The three major credit bureaus in addition to other companies are increasingly using social media for business purposes. A wealth of publicly available social data cross-referenced with traditional sources like bank records and credit card statements means companies have more efficient tools to detect fraud and other malicious activities.
Reviews left on Yelp, tagged photos in a Facebook profile and comments on a blog using a matching e-mail address all add up to a network of connected information about an individual. "We are investing a lot in how can we use unstructured data that is sitting out there in social media that can help us understand a little more about identity," Rajib Roy, president of Equifax Identity and Fraud Solutions, said in an interview with Bloomberg.
Social media has helped detect red flags.

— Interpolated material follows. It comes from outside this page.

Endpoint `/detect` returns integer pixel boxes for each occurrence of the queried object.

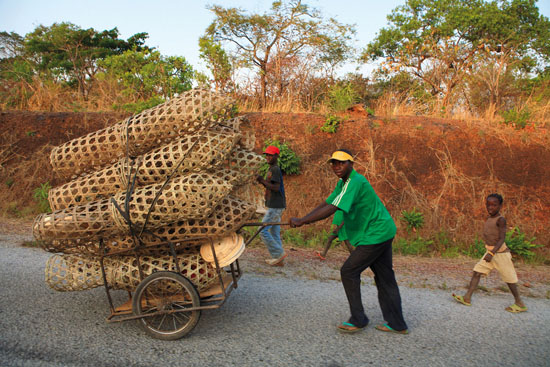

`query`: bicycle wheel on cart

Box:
[132,271,201,340]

If a business claims to be a hairdresser in Pittsburgh, for example, WePay can match the phone number from its application to the one listed on Yelp, see consumer reviews, and check that the business's e-mail matches the one it uses on its Twitter account. WePay can also look at the length of time the business has had a presence on Yelp, Twitter and Facebook to verify its legitimacy.
Privacy concerns have become heightened resulting in two government agencies, The U.S. Consumer Financial Protection Bureau and Federal Trade Commission, to examine how debt collectors use Facebook and Twitter to contact debtors. It's one thing to use publicly available information to make contact with a borrower but it's another thing entirely when that information is used to make lending decisions.
As public sharing of personal information becomes more ubiquitous, it's important to remember that it's not just friends and family who have access to your data. Many individuals are willing to trade privacy for convenience but only up to a certain extent.